Open Access News

News from the open access movement


Thursday, June 21, 2007

OA mandate at the NIH expected in new appropriations bill

Jocelyn Kaiser, Senate Gives NIH a Raise, ScienceNOW Daily News, June 20, 2007.  Excerpt:

A Senate spending panel yesterday agreed to give the National Institutes of Health a $1 billion raise in 2008, a 3.5% increase that would bring NIH's budget to $29.9 billion. Although that's only half of what biomedical research advocates are hoping for, the increase is slightly more than the House has approved. Both bills would reverse President George W. Bush’s request for a $279 million cut....

Both the House and Senate bills are expected to require grantees to send a copy of their accepted manuscripts to NIH. The institute would then post the papers in a free online archive up to 12 months after they appear in a journal. Participation in the program is now voluntary, but the response rate has been tiny--only 4% of eligible papers are being submitted.

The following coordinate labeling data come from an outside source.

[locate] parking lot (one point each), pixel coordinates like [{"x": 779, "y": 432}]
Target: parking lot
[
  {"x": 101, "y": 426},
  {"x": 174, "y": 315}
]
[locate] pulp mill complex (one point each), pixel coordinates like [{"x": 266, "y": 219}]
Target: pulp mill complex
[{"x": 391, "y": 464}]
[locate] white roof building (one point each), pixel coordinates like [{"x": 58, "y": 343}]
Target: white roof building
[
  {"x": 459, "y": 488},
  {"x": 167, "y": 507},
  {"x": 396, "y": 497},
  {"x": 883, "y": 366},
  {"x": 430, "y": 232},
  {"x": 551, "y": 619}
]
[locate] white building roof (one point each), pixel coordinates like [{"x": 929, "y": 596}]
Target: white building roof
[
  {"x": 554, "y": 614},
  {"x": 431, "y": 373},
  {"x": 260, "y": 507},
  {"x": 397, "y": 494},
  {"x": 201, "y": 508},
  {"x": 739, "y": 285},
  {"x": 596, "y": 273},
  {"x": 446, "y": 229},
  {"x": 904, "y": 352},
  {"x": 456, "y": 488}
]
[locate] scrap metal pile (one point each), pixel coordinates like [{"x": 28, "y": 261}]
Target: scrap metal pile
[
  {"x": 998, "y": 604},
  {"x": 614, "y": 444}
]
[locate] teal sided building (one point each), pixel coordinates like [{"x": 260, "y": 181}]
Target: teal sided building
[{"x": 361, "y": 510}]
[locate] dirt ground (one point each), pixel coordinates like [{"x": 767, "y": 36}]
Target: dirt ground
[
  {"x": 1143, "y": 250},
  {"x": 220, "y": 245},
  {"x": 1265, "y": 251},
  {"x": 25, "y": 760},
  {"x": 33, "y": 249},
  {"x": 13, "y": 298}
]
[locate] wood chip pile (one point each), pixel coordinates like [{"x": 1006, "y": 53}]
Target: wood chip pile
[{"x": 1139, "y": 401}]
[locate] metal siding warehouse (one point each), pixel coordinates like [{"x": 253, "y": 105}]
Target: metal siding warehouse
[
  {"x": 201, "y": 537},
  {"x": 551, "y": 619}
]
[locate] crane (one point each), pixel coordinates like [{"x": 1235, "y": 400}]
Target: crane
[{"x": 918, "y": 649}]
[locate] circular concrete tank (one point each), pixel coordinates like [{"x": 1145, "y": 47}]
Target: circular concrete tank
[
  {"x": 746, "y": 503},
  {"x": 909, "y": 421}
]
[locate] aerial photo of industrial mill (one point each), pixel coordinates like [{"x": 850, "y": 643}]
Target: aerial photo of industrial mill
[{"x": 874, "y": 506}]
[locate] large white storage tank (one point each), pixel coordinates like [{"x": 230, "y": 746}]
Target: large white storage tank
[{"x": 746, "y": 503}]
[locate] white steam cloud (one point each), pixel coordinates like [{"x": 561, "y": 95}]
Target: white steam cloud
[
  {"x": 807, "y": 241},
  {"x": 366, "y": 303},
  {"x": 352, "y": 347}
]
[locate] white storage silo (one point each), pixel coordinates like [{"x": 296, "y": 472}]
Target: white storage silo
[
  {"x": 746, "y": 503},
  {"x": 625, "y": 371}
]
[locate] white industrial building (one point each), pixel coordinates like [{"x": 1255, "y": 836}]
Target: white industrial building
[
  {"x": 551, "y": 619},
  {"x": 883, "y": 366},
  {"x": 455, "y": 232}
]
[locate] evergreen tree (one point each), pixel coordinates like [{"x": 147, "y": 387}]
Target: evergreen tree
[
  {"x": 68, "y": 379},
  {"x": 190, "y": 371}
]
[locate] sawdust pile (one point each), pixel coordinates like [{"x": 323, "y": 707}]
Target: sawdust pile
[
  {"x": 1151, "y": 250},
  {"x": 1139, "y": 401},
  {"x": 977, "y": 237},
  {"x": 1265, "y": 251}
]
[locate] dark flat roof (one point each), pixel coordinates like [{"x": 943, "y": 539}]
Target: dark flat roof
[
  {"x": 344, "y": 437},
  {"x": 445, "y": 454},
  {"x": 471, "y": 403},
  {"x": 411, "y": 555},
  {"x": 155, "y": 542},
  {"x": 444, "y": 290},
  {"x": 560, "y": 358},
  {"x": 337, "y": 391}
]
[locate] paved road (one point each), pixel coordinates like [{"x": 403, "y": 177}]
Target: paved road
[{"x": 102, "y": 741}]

The full Senate Appropriations Committee will vote on the bill tomorrow; its House counterpart is expected to be acted on in July, and differences in the bills will need to be reconciled. But congressional action "is only half the battle," says Jon Retzlaff, legislative relations director for the Federation of American Societies for Experimental Biology in Bethesda, Maryland. President Bush has already promised to veto the final bill for exceeding his requested spending level.

Comment

  • This is big.  The expected OA mandate will finally strengthen the NIH policy from a request to a requirement.  Moreover, the call is coming from both houses of Congress at once.  Congress originally asked for a mandate in July 2004 and the agency chose to try a voluntary policy instead.  Congress is now saying that the voluntary policy, with a 4% compliance rate, has failed and does not meet the national goal of public access to publicly-funded research. 
  • The budget increase is also important.  It not only funds more medical research, and triggers the possibility of a Bush veto, but also helps answer the specious publisher objection that we cannot afford the cost of a public access program in a time of flat budgets --as if flat budgets were a reason to make high quality medical research harder to find and use.